# Best drill bit for housing threads?



## brownsfn2 (Feb 1, 2015)

I have several Bock housings and I have the m7.9 x .6 tap that goes with them from Classic Nib.  

Can someone recommend a drill bit size for this?  I have tried "L" and one other size but having trouble. 

Thanks for any help.


----------



## lorbay (Feb 1, 2015)

7.3
Lin


----------



## randyrls (Feb 1, 2015)

Check out MSC


----------



## Carl Fisher (Feb 2, 2015)

I put together a quick reference sheet a while back that has most of this, but the easy method is to subtract the pitch from the diameter to get your drill bit size.

So officially 7.9 - 0.6 = 7.3 as mentioned above.  I use a 7.25 because it's a bit more common.

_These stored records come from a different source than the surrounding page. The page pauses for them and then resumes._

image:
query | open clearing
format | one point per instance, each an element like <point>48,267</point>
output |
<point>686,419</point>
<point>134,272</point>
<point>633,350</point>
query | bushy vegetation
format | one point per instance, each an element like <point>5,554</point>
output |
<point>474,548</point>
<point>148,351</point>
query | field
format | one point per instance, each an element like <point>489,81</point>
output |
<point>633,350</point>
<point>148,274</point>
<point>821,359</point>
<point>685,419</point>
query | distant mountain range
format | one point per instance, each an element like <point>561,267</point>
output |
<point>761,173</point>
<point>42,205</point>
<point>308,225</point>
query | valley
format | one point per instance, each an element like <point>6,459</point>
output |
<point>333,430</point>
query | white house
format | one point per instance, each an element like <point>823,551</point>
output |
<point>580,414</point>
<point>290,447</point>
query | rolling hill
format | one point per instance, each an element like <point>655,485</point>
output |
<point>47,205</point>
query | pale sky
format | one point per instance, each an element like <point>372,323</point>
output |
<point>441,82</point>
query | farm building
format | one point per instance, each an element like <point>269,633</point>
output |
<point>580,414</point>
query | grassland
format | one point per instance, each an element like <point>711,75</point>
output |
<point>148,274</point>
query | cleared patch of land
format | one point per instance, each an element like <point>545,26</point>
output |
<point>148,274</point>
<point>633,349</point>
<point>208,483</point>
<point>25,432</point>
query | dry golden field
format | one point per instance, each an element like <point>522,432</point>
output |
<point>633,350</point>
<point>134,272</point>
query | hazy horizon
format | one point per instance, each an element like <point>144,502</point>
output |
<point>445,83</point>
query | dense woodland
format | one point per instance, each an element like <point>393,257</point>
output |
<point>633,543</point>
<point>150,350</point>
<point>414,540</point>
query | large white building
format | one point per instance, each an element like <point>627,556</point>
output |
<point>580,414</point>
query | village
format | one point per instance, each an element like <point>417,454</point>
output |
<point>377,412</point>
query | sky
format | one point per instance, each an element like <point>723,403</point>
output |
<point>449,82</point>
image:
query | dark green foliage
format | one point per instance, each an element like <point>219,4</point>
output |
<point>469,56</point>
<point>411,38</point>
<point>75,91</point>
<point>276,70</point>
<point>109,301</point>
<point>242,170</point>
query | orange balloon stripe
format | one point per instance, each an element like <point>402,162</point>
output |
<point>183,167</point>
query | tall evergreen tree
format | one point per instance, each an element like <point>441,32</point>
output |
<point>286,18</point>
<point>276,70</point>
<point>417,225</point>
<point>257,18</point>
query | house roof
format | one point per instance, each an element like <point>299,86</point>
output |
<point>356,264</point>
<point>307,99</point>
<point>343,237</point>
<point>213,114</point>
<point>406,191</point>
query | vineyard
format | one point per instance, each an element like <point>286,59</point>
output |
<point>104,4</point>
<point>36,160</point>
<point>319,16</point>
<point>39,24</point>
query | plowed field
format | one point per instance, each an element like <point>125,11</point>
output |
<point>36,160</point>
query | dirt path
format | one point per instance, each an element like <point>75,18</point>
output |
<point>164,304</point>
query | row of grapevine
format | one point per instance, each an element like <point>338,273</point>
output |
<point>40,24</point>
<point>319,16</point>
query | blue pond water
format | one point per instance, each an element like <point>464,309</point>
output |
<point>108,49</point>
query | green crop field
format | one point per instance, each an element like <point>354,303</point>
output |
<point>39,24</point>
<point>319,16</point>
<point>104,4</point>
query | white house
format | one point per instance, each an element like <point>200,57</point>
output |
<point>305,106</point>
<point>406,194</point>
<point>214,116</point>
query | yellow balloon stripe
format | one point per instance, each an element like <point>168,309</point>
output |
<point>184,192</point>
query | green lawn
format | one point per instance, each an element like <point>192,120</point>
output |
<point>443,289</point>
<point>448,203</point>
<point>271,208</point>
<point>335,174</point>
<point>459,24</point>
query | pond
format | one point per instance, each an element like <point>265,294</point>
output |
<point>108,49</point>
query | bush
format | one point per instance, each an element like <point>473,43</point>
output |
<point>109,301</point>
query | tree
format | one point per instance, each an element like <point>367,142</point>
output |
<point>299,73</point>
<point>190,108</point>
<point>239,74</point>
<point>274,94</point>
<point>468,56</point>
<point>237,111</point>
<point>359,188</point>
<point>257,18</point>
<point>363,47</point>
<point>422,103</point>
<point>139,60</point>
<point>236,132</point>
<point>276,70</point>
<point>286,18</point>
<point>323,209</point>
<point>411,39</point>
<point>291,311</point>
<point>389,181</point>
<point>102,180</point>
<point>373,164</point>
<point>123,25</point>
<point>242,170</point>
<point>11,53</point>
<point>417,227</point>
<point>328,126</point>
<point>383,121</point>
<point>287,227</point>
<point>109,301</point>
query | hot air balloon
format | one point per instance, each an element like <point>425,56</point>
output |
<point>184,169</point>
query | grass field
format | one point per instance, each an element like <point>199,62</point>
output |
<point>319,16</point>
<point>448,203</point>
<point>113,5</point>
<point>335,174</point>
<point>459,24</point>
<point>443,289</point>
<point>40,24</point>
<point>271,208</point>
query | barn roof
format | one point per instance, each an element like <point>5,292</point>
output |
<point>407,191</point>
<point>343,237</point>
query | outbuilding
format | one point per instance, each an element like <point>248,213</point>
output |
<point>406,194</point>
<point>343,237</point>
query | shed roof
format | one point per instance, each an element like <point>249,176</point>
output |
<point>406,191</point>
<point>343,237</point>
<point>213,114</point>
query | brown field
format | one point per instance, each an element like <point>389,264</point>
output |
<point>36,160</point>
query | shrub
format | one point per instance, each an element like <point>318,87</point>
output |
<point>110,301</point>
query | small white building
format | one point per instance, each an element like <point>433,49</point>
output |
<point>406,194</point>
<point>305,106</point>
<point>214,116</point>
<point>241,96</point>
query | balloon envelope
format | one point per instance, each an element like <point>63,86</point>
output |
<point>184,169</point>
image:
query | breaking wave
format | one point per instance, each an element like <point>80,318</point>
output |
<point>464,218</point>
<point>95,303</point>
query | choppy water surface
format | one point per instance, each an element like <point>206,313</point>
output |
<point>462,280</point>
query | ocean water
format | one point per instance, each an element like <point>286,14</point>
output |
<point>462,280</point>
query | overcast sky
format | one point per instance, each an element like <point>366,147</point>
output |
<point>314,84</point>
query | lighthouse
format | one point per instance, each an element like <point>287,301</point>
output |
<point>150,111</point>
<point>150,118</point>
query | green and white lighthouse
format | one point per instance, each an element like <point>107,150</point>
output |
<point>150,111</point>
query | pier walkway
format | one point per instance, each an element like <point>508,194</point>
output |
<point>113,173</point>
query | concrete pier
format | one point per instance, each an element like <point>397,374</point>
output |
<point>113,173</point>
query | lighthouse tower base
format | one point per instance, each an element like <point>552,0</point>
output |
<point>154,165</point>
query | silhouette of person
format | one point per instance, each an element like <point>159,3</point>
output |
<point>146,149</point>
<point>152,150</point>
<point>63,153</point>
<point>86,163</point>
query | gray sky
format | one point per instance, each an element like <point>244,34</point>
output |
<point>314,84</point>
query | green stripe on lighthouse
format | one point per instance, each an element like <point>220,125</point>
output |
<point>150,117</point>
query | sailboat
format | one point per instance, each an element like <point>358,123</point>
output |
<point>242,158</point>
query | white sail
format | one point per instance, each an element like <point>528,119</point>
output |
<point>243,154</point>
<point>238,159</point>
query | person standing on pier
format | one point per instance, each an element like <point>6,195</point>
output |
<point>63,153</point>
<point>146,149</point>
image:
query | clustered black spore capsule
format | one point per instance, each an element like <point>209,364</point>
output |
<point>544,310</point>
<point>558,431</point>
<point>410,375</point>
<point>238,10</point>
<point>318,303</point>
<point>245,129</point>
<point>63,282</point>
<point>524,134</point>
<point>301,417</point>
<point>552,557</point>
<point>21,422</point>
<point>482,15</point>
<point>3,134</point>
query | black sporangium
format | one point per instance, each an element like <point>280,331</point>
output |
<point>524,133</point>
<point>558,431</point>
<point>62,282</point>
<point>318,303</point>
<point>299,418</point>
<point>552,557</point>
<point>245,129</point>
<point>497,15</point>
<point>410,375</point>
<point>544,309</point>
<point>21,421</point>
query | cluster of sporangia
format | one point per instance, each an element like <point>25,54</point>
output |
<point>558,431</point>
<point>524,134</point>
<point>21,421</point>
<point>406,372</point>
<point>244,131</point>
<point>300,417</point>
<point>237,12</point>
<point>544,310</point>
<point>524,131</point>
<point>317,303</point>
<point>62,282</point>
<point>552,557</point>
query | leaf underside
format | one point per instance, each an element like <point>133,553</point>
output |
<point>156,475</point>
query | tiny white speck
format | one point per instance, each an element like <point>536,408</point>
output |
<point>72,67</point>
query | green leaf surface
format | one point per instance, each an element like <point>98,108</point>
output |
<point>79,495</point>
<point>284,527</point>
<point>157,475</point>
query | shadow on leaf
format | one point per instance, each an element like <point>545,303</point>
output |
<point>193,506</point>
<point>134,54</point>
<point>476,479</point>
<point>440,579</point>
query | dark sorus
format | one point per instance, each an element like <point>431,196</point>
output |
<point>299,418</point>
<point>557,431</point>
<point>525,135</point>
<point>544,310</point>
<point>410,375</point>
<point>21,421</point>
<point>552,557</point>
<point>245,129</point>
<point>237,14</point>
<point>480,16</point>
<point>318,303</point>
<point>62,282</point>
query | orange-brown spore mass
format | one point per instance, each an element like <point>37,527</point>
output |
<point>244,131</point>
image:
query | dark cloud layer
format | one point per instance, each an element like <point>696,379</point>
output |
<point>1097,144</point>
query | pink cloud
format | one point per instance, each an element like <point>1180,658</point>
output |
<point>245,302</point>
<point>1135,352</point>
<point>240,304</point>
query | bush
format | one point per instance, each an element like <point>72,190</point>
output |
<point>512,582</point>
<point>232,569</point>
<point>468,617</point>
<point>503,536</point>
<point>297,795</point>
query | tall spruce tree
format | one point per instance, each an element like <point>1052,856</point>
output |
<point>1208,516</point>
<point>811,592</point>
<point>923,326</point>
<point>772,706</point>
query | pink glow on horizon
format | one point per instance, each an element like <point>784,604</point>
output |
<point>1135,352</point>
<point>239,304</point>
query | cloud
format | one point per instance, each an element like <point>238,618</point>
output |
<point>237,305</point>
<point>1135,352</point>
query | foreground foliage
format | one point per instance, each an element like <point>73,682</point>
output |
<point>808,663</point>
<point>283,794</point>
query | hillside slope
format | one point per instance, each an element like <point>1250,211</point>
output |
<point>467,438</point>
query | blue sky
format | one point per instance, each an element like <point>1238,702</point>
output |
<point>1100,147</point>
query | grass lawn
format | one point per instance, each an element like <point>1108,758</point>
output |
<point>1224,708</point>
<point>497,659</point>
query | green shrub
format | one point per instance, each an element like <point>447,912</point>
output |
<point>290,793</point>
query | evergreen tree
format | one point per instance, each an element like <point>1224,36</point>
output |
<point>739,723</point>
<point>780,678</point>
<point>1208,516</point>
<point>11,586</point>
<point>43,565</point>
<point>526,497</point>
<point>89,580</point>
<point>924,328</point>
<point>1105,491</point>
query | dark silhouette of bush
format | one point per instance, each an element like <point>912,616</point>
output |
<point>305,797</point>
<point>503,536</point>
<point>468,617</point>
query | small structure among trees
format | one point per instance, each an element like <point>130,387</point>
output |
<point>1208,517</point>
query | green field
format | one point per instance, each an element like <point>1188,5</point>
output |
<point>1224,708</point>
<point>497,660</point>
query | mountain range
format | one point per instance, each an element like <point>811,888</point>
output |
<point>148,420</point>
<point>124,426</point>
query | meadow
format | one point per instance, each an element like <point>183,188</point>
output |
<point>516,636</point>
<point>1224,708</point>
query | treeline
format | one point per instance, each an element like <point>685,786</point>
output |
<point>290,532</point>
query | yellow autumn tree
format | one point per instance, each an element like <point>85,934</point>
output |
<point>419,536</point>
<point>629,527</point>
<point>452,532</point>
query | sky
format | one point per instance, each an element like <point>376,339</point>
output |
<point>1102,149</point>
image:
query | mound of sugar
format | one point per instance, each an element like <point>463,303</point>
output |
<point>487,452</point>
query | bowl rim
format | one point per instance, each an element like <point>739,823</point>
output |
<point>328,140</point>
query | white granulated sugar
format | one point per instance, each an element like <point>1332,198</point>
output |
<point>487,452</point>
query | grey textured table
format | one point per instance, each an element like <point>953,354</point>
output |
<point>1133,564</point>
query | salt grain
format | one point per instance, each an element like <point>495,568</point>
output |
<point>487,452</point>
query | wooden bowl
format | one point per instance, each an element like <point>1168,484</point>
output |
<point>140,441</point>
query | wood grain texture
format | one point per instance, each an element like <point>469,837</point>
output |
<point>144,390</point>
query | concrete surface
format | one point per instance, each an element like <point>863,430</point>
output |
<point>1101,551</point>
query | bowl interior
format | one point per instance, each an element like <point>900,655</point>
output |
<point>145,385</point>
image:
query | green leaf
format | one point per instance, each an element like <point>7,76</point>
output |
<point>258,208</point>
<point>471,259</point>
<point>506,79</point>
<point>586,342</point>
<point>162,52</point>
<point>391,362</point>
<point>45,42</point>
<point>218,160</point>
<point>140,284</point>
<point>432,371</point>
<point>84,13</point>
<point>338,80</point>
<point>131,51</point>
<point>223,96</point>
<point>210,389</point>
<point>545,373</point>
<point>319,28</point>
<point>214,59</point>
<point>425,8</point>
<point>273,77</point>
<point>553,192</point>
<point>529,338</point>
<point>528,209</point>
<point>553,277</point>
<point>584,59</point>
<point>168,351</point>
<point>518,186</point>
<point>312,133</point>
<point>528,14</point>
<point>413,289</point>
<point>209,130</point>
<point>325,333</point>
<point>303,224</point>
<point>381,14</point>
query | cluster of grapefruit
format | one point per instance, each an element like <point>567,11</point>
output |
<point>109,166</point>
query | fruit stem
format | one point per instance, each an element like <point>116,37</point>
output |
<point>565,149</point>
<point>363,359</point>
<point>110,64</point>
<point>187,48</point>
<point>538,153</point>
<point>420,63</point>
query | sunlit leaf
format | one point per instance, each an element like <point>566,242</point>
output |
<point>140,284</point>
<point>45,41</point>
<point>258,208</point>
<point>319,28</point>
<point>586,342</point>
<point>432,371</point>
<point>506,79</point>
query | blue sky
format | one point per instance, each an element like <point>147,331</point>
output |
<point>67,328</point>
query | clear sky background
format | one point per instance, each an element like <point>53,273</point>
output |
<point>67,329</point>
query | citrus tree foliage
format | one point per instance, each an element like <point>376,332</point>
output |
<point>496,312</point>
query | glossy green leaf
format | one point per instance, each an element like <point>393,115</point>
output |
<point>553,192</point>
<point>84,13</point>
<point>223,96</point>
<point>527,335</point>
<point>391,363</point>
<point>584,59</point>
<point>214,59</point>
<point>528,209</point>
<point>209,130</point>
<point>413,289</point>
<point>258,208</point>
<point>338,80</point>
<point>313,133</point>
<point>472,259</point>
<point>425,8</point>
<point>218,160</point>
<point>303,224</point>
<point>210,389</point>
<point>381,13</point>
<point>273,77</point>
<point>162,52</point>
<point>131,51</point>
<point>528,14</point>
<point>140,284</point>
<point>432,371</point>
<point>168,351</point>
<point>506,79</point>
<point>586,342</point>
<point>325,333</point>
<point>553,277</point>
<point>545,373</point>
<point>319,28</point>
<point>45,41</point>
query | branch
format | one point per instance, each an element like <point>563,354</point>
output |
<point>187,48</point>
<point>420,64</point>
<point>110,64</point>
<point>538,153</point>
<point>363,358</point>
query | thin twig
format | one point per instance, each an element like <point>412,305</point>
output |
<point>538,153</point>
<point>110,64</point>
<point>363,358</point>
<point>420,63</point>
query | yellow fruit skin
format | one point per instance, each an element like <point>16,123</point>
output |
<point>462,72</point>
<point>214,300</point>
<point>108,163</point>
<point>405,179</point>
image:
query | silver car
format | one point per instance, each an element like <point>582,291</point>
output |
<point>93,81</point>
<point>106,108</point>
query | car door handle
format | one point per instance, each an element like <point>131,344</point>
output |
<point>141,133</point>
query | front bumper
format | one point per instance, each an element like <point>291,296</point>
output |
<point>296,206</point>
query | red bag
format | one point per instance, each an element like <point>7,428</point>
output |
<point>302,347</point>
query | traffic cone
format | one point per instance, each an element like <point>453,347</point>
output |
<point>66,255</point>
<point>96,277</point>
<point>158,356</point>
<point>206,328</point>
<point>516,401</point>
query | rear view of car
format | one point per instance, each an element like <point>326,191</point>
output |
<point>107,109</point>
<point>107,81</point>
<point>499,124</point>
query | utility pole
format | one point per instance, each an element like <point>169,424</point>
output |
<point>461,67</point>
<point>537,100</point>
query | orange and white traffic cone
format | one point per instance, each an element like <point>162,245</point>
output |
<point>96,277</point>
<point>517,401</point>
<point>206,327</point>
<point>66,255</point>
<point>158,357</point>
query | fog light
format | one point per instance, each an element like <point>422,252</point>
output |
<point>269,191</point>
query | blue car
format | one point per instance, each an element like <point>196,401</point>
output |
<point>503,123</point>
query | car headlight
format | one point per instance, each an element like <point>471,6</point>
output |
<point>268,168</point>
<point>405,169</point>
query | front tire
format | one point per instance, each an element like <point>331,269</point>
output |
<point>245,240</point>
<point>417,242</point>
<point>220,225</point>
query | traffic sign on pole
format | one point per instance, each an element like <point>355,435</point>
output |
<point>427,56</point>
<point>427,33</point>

http://content.penturners.org/library/general_reference/drillbit_alternatives.pdf


* Note there is one error it appears in the spreadsheet and that's for the first size in the tap/die section.  That should be 6mm not 5.5.


----------



## mredburn (Feb 2, 2015)

7.3mm is .287. I always go a hair larger on the hole because the threads are not always fully formed or sometimes the feed is out of round from the manufacturer. Small amounts but it can affect the way it screws in. i would go with an "L" drill bit. 7.4mm is .2915 and if you measure the drill bit it is probably undersized to start with. Mine are all a couple thousand under the stated sizes.  There is a great chart in the library that I printed and keep on my drill storage box. I usually have  a copy of it on my desktop for printing or reference as well.


----------



## brownsfn2 (Feb 2, 2015)

Thanks for the link.  I have not seen that before. 

I am using an "L" bit which is 7.366mm.  It seems like the threads are just not deep enough.   I was doubting that .066 makes a difference but maybe it does.  

What I might also be dealing with is the fact that my bits for those sizes are Harbor Freight.  They might not be running true making the hole slightly bigger.

Last night I ordered 7.2 and 7.3 mm bits hoping that I can dial in some accuracy here.  I am hoping it is just my junk drill bits. 

Thanks for all the help everyone!


----------



## mredburn (Feb 2, 2015)

Here is the pdf version from the library
http://content.penturners.org/library/general_reference/conversions.pdf


----------



## mredburn (Feb 2, 2015)

Not all threads on things are cut or formed to full threads. They can be 75% or less of the stated pitch.  That means the depth of the thread is not fully formed and you will need a bigger hole.  That .066 is enough to make a difference. Especially on fine pitch threads. I use a die on the Jowo feeds when I use them. It will surprise you how much they trim back. THere can be small fins, out or round housings or shallow threads. 
If your feed seems to drag and then release and then drag again as you screw it in its probably out of round a few thousandths.  I suppose I should have some dies made up for the Bock feeds.
THe 8.5 x 1 threads on most Sierra clones are not fully formed for depth and need larger holes as well.


----------



## Carl Fisher (Feb 2, 2015)

I've noticed that with the OOR feed housings.  Seems to be fairly common.


----------



## mredburn (Feb 2, 2015)

And one more thing.  IF the tap is Taper tap you may not be tapping the hole deep enough to cut full depth threads. Try running the tap all the way in (if you can)and see if that makes a difference.


----------



## Paul in OKC (Feb 2, 2015)

Id threads generally will not be full formed.


----------



## yort81 (Feb 4, 2015)

brownsfn2 said:


> I have several Bock housings and I have the m7.9 x .6 tap that goes with them from Classic Nib.
> 
> Can someone recommend a drill bit size for this?  I have tried "L" and one other size but having trouble.
> 
> Thanks for any help.



*For my sections using the Bock 7.9 x .6 tap.... 

I use a "G" Bit.... "L" Bit.... and a "P" bit

The "G" Bit all the way through
The "L" Bit a bit more than 3/4 the way through (this one is for the threads)
The "P" Bit a bit more than 1/2 way through
*
*The Fit is exceptional!*


----------